Magazine Le Mensuel

Nº 2944 du vendredi 11 avril 2014

Affaire Déclassée

Assassinat de Adnan Malki. La chasse au PPS, au Liban et en Syrie

Les années cinquante ont marqué l’Histoire du Liban d’une pierre noire. Alors que le pays, confronté à de grands défis, cherchait sa place sur l’échiquier régional et mondial, ses relations avec la Syrie lui posent de gros problèmes… comme toujours.

Le 23 avril 1955, l’état-major syrien adjoint, le colonel Adnan Malki, assiste à un match de football quand il est assassiné à Damas par un caporal alaouite, membre du Parti populaire syrien (PPS), affecté à sa sécurité. Les autorités syriennes entament alors une chasse aux criminels et Issam Mahayri, député du PPS, est arrêté en même temps quevingt-cinq officiers et cent cinquante suspects, dont la veuve d’Antoun Saadé, le fondateur du parti.
La Syrie accuse le Liban d’avoir ouvert ses portes au chef du PPS, Georges Abdel-Massih, et lui reproche de ne pas l’aider dans sa lutte ouverte contre le parti. Rien ne va plus désormais entre les deux pays voisins.
Le Liban traverse une période difficile. Les ingérences régionales dans ses affaires se poursuivent et s’amplifient.

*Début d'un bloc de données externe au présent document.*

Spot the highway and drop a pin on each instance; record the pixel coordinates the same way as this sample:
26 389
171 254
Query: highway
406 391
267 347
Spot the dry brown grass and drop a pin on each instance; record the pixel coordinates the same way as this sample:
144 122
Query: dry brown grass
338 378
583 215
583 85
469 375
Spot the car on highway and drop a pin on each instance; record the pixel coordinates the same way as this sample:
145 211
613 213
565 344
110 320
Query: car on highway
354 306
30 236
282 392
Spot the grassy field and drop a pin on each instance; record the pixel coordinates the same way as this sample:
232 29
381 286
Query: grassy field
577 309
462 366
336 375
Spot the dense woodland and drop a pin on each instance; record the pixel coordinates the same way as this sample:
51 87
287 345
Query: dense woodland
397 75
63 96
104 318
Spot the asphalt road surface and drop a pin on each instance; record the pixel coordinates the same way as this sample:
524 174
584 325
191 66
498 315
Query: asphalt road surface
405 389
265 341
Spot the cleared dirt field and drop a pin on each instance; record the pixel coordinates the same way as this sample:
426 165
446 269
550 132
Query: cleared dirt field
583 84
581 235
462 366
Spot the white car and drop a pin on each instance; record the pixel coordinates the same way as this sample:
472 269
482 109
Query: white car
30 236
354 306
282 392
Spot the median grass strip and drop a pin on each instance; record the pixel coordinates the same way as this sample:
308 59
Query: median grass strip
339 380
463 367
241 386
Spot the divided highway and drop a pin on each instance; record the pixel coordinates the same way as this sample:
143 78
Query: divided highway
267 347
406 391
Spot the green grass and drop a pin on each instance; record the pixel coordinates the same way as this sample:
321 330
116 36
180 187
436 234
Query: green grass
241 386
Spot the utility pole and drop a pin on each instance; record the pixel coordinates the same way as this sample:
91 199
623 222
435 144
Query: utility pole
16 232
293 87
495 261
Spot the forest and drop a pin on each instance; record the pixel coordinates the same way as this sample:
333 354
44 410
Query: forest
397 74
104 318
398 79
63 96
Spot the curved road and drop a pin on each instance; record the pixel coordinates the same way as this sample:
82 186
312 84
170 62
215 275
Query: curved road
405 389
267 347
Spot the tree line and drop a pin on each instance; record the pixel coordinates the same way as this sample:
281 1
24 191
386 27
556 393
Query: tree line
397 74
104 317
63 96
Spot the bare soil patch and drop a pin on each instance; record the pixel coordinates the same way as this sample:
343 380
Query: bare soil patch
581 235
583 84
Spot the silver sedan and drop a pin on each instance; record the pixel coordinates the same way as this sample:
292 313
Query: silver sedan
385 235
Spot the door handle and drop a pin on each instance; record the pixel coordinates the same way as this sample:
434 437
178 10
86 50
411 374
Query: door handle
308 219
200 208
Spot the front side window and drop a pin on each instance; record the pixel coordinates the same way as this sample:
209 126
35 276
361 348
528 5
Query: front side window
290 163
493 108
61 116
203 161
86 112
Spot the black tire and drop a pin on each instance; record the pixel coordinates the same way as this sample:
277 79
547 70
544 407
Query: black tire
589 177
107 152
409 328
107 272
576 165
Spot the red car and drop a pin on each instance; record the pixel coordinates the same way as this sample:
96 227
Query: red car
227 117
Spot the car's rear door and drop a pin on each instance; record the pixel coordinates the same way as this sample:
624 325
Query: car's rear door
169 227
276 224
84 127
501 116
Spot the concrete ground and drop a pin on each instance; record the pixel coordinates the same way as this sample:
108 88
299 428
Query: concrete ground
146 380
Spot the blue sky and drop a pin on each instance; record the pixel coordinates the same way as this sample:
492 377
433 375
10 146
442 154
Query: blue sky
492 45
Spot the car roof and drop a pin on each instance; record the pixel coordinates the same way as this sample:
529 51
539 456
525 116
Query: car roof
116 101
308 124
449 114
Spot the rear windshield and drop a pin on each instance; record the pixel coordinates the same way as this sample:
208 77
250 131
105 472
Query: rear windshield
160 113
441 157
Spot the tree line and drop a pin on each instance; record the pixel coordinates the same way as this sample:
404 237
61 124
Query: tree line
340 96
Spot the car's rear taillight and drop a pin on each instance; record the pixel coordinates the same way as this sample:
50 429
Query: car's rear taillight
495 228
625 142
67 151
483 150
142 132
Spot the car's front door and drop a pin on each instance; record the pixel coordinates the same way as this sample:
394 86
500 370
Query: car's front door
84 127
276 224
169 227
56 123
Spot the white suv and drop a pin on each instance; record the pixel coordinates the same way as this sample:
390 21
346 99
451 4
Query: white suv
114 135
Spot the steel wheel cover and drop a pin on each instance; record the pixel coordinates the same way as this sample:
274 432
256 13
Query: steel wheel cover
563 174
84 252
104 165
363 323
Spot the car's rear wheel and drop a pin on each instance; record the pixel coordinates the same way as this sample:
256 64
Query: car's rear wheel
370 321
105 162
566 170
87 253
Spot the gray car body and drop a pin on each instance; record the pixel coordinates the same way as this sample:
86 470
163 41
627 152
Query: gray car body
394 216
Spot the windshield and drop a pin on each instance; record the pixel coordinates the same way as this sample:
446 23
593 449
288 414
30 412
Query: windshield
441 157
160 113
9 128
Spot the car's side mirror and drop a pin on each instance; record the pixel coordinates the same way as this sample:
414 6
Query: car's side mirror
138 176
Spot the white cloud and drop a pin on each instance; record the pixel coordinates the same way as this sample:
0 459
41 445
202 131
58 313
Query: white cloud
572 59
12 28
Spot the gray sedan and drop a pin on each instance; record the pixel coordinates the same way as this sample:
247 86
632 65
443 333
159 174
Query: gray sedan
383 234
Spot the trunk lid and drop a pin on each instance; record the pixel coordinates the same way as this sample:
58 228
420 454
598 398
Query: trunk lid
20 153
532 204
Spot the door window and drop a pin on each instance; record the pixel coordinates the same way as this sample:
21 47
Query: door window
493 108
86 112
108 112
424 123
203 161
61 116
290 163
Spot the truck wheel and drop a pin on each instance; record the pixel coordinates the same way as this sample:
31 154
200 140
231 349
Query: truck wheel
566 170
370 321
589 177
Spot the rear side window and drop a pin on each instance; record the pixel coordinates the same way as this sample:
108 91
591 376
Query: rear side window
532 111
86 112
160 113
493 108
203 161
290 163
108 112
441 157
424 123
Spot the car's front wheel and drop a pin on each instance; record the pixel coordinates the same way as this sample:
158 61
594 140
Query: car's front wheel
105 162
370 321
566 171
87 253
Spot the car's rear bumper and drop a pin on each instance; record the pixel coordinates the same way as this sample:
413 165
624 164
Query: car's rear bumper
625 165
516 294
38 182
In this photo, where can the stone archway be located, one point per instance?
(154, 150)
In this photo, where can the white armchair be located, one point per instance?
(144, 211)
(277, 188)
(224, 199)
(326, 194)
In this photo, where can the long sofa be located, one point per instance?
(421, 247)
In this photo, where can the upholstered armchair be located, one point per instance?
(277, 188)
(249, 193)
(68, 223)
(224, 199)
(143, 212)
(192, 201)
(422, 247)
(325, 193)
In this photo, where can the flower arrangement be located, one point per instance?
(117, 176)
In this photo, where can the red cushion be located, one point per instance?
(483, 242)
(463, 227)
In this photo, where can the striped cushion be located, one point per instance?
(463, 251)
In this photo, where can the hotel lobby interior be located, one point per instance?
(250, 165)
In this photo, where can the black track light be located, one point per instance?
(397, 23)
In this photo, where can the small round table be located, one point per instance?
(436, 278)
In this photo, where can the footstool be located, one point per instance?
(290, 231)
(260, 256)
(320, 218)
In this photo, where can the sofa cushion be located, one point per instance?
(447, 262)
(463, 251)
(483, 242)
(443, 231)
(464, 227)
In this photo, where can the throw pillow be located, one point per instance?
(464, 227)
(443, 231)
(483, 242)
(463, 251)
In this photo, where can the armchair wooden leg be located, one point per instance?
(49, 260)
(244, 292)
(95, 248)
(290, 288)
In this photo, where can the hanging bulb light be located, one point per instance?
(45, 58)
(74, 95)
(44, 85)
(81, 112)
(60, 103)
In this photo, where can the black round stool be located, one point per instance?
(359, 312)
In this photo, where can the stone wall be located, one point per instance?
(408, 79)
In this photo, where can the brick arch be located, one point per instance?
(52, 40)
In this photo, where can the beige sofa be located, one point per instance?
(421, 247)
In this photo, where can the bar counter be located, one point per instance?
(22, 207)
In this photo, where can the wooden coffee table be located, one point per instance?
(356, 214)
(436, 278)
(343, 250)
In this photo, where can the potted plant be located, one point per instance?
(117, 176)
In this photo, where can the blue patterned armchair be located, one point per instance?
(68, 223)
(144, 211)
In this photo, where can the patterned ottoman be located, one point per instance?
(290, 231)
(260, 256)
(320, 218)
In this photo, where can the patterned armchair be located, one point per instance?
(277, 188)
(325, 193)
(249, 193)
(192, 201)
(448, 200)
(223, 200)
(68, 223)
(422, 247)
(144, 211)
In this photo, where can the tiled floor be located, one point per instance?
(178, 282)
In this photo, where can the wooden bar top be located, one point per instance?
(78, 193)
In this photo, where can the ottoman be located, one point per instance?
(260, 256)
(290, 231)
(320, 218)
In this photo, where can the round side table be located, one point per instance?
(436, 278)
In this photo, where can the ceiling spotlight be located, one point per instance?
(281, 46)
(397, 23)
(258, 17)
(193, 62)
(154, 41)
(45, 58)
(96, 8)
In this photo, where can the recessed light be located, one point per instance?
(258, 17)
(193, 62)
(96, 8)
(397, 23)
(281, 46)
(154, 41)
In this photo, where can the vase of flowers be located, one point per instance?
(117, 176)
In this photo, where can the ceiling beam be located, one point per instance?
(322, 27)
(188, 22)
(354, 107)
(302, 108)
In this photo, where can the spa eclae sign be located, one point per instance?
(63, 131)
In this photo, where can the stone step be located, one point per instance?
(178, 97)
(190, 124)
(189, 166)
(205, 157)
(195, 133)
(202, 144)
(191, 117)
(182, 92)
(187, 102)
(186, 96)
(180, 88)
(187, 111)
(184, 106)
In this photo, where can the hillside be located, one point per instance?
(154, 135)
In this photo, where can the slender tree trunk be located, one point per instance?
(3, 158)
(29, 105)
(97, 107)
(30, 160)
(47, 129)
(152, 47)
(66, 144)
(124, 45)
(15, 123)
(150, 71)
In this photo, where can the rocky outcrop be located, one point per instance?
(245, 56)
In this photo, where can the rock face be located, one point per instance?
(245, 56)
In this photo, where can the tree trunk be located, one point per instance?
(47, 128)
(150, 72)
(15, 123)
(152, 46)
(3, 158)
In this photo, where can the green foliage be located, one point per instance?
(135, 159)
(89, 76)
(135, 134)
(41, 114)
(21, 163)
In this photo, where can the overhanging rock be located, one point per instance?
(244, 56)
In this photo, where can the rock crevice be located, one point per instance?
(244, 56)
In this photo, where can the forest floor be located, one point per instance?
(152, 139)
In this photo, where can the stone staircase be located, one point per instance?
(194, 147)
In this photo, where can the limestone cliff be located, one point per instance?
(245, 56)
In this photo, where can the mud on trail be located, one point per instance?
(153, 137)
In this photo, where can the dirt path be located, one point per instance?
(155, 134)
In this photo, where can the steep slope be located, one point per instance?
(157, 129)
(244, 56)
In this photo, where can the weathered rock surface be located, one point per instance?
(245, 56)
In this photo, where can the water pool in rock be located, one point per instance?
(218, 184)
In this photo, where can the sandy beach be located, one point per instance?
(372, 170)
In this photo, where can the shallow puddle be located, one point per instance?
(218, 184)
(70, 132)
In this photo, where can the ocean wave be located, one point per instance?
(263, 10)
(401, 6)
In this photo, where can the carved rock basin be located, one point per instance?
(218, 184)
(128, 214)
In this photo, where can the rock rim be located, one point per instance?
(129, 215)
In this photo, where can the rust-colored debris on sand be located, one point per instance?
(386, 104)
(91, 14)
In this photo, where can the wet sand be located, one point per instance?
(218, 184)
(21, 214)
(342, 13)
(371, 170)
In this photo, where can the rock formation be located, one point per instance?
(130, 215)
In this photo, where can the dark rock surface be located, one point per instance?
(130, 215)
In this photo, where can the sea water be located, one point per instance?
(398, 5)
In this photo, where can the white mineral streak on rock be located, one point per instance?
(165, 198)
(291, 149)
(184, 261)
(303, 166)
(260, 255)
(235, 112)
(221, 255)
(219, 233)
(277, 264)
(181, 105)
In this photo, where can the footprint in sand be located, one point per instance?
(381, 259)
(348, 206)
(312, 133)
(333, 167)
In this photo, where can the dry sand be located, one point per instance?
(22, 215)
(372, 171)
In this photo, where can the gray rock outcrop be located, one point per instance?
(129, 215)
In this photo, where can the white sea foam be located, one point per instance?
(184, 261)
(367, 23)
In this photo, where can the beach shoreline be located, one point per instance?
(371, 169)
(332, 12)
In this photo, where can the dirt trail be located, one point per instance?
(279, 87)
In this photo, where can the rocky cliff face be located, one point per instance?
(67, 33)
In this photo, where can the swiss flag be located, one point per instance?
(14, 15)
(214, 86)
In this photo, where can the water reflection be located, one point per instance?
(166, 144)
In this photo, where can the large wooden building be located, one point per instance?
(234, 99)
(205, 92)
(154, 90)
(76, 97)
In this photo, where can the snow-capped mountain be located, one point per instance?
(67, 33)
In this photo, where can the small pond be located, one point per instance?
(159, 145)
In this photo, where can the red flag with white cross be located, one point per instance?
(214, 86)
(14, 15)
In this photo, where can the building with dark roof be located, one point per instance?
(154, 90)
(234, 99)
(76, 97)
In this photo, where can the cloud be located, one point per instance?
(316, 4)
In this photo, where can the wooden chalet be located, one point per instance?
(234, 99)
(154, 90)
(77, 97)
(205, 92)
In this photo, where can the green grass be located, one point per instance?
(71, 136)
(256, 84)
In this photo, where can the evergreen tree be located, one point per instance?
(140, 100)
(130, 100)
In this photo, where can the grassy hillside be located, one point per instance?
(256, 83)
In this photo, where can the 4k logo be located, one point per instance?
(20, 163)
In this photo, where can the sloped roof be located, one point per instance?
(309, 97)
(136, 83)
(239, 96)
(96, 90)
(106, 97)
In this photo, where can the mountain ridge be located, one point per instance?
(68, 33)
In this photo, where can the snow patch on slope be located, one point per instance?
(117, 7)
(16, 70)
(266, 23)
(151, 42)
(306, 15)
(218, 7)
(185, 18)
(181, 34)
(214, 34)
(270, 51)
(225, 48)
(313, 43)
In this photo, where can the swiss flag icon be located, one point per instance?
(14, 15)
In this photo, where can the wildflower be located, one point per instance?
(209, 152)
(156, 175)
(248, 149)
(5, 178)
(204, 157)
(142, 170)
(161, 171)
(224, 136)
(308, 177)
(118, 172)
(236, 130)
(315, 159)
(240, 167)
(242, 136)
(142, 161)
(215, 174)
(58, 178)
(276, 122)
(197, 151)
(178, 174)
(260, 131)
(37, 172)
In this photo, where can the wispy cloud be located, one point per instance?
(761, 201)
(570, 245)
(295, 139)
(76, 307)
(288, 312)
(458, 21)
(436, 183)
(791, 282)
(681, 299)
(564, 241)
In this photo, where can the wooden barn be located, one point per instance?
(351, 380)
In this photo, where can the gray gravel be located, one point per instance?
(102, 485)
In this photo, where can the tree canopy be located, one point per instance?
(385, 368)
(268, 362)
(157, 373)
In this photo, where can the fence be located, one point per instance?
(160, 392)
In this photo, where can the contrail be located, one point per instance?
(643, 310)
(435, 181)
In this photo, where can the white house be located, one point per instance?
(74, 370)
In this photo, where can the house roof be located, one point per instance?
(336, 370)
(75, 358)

Celles provoquées par les partis internes ou dans les relations avec les pays voisins viennent s’y greffer.
La réaction du PPS ne se fait pas attendre. Le parti publie à Beyrouth un communiqué dégageant sa responsabilité du meurtre de Malki, mettant en garde le gouvernement syrien «contre les injustices dont les membres du parti pourraient être victimes, lui faisant assumer, d’ores et déjà, toutes les conséquences». Les autorités syriennes décident, quelques jours plus tard, de le dissoudre. Des officiers sont limogés, et les têtes de Georges Abdel-Massih, Iskandar Chaoui, Ghassan Jédid, Sami Khoury et Khalil Cheikh, sont mises à prix.
 

Les Dandache de la partie
Face aux accusations syriennes et à la position du PPS au Liban, ainsi qu’aux réactions suscitées par le communiqué du parti, les autorités libanaises se doivent de réagir. Elles s’engagent à réprimer les activités du PPS au Liban. Mais rien n’est réglé. Le 13 octobre 1955, deux officiers des services de renseignements syriens sont enlevés au Hermel. Ils avaient remis à des membres du clan des Dandache 50000 livres libanaises pour se faire livrer Ghassan Jédid et Iskandar Chaoui, deux leaders PPS, retenus par le clan et recherchés depuis l’assassinat du colonel Malki.

 

Extradition rejetée
Un porte-parole du gouvernement libanais reproche aux Syriens d’avoir usé de moyens illégaux pour les arrêter, considérant cela comme une atteinte à la souveraineté du pays. Une rencontre entre le chef du gouvernement libanais et son homologue syrien s’impose. Elle a lieu à Chtaura. Les deux officiers syriens sont relâchés.
En Syrie, la chasse au PPS se poursuit. Des pressions sont exercées sur le Liban pour en faire autant, mais ce dernier prend ses distances. Damas demande officiellement à Beyrouth d’extrader les membres du parti, menaçant de reconsidérer sa politique envers son petit voisin. Le Liban se trouve confronté à un difficile dilemme, ses relations avec la Syrie étant menacées. Il émet néanmoins des mandats d’arrêt contre sept activistes du PPS.
Le 3 décembre 1955, Beyrouth refuse une demande syrienne d’extradition de membres du PPS accusés de complicité dans l’assassinat du colonel Malki. Le gouvernement libanais estime que «la requête ne remplissait pas les conditions légales» et que, par conséquent, elle ne pouvait pas être agréée. Mais après des pourparlers entre les responsables des deux pays, début 1956, Beyrouth s’engage à pourchasser le parti syrien. 

Arlette Kassas

Les informations citées dans cet article sont tirées du Mémorial du Liban – le mandat Camille Chamoun de Joseph Chami.

Tension à la Régie
Les relations entre le Liban et la Syrie sur fond de l’assassinat de Adnan Malki sont fortement ébranlées et s’étendent à d’autres secteurs. Saisi d’une plainte des douze employés 
libanais de la Régie syrienne menacés 
d’expulsion à la fin de 1955 pour n’avoir pas acquis la nationalité du pays, le gouvernement libanais envisage de licencier les vingt-huit employés syriens de la Régie libanaise.